The intensity of sound is inversely proportional to the square of the distance from the source, according to the inverse square law. This means that if you move twice as far from the source of the sound, the intensity of the sound would be one-fourth. In mathematical terms, if [tex]\( I_1 \)[/tex] is the intensity at distance [tex]\( d_1 \)[/tex] and [tex]\( I_2 \)[/tex] is the intensity at distance [tex]\( d_2 \)[/tex], then
[tex]\[ \frac{I_1}{I_2} = \left(\frac{d_2}{d_1}\right)^2 \][/tex]
Given that the intensity of sound at a distance of 1 meter is 10 times as strong as at 8 meters, we're essentially saying:
[tex]\[ \frac{I_1}{I_8} = 10 \][/tex]
where [tex]\( I_1 \)[/tex] is the intensity at 1 meter and [tex]\( I_8 \)[/tex] is the intensity at 8 meters. According to the inverse square law:
[tex]\[ \frac{I_1}{I_8} = \left(\frac{8}{1}\right)^2 \][/tex]

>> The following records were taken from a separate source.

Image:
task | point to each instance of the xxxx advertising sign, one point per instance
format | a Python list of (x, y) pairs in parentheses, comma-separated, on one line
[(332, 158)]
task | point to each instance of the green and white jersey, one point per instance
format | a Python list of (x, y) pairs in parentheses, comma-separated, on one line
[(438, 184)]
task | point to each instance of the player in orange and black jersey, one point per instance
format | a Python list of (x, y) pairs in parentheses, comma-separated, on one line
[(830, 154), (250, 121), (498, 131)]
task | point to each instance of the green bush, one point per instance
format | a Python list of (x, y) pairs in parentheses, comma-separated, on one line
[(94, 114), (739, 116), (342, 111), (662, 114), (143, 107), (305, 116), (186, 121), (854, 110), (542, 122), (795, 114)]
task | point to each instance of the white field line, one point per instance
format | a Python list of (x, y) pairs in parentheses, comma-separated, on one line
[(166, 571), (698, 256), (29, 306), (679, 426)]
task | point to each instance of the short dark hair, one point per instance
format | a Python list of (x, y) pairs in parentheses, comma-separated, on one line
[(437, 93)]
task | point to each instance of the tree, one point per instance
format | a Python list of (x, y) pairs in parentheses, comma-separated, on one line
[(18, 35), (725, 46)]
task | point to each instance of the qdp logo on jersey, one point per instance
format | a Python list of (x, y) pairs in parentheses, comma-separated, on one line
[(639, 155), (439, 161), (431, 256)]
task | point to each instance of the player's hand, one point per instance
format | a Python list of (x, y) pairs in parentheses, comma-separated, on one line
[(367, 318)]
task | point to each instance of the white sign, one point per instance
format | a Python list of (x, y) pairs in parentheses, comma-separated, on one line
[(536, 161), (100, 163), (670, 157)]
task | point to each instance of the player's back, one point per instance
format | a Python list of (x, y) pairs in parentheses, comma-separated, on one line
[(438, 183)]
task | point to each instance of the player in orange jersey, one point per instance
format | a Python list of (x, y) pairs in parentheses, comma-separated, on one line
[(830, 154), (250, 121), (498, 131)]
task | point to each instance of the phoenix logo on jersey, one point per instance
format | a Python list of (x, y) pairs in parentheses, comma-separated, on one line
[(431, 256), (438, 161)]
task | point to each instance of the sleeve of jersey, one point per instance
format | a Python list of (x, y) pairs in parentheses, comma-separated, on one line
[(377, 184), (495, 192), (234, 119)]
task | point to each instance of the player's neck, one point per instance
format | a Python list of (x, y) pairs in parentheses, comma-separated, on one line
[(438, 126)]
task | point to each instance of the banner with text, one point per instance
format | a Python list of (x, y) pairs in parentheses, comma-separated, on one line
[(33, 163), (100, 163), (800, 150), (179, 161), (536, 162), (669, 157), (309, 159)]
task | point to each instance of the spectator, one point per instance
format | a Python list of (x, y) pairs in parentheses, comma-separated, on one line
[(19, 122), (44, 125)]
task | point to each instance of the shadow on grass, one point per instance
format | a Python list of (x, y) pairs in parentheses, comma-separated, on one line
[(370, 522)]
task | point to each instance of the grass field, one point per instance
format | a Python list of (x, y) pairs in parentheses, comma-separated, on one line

[tex]\[ \frac{I_1}{I_8} = 64 \][/tex]
So, even if we are given that [tex]\( \frac{I_1}{I_8} = 10 \)[/tex], the intensity would actually increase by a factor of [tex]\( 64 \)[/tex] when moving from 8 meters to 1 meter if the intensity decreases solely by the inverse square law.
However, since the question already states that the intensity of sound is 10 times as strong at 1 meter as at 8 meters, and we are supposed to simplify this information, we accept it as a given condition without applying the inverse square law. Therefore, the simplified answer is:
The intensity of sound at a distance of 1 meter is 10 times greater than the intensity at a distance of 8 meters.